Inhibition of CYP3A4 isoenzyme activity of clarithromycin under the influence leads to slower rate of metabolism of cisapride with their simultaneous use. Because of this increase cisapride concentrations in blood plasma and increases the risk of life-threatening cardiac arrhythmias, including ventricular arrhythmias such as "pirouette".
Primary metabolism of tolterodine is carried out with the participation of CYP2D6. However, part of the population devoid of CYP2D6, the metabolism occurs with the participation of CYP3A. In this population suppression of CYP3A results in significantly higher concentrations of tolterodine in serum. Therefore, in patients with low CYP2D6-mediated metabolism may require dose reduction in the presence of tolterodine CYP3A inhibitors, such as clarithromycin.
When the joint application of clarithromycin and oral hypoglycemic agents (e.g., sulfonylurea derivatives) and / or insulin may experience severe hypoglycemia. The simultaneous use of clarithromycin with some hypoglycemic agents (e.g., nateglinide, pioglitazone, repaglinide and rosiglitazone) can lead to inhibition of CYP3A isozymes clarithromycin, which may lead to hypoglycemia. It is believed that while the use of tolbutamide there is a possibility of hypoglycemia.
In an application with fluoxetine, the case of toxic effects, caused by the action of fluoxetine.

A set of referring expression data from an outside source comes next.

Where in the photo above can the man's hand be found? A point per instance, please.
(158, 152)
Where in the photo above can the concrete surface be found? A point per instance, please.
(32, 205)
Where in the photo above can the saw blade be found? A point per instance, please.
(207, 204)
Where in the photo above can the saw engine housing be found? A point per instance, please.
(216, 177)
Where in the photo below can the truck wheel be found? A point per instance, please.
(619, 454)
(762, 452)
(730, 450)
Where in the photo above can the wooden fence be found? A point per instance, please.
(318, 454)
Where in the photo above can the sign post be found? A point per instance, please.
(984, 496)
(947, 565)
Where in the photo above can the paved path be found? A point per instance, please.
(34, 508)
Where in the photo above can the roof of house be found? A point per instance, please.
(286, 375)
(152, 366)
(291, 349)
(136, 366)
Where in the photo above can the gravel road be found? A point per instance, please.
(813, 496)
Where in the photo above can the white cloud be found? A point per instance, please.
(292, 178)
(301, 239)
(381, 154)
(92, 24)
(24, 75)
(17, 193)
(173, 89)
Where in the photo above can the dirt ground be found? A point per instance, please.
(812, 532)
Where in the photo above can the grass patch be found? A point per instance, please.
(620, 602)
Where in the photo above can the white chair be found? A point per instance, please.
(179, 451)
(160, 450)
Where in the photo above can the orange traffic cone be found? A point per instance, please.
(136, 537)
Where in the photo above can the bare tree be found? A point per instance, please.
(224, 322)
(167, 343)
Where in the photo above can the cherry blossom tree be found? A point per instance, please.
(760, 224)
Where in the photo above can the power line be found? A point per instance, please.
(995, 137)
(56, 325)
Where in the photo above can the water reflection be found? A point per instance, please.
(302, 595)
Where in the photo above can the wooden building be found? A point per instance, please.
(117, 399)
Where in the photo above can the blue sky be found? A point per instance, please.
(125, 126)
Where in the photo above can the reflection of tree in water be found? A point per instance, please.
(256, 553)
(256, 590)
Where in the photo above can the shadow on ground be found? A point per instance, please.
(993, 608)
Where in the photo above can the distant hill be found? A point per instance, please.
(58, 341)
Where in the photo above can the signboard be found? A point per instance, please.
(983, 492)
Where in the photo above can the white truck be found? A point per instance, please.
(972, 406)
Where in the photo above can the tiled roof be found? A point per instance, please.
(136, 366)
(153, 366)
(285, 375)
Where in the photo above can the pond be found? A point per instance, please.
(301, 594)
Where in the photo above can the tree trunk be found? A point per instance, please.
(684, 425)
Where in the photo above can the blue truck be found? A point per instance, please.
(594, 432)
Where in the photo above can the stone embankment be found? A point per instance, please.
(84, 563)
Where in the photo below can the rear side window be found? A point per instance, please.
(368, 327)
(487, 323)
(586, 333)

At simultaneous reception of clarithromycin with other ototoxic drugs, especially aminoglycosides, care should be taken to control the function of the vestibular and auditory aids both during treatment and after its completion.
When applied simultaneously with cyclosporin increased cyclosporin concentration in blood plasma, there is risk of increasing the side effects.
With the simultaneous use ergotamine, dihydroergotamine described cases amplification side effects of ergotamine and dihydroergotamine. Post-marketing studies show that the combined use of clarithromycin with ergotamine or dihydroergotamine, the following effects associated with acute poisoning drugs group ergotamines: vasospasm, ischemia of the extremities and other tissues including the central nervous system. The simultaneous use of clarithromycin and ergot alkaloids contraindicated.
Each of these PDE inhibitors metabolized, at least partially, with the participation of CYP3A. However, clarithromycin is able to inhibit CYP3A. The combined use of clarithromycin with sildenafil, tadalafil or vardenafil may result in increased inhibitory effects on the PDE. In these combinations should consider reducing the dose of sildenafil, tadalafil and vardenafil.
With simultaneous application of clarithromycin and calcium channel blockers that are metabolized isoenzyme CYP3A4 (e.g., verapamil, amlodipine, diltiazem), caution because there is the risk of hypotension. Clarithromycin plasma concentrations, as well as calcium channel blockers, may be increased while the application.Hypotension, bradyarrhythmias and lactic acidosis are possible while taking clarithromycin and verapamil.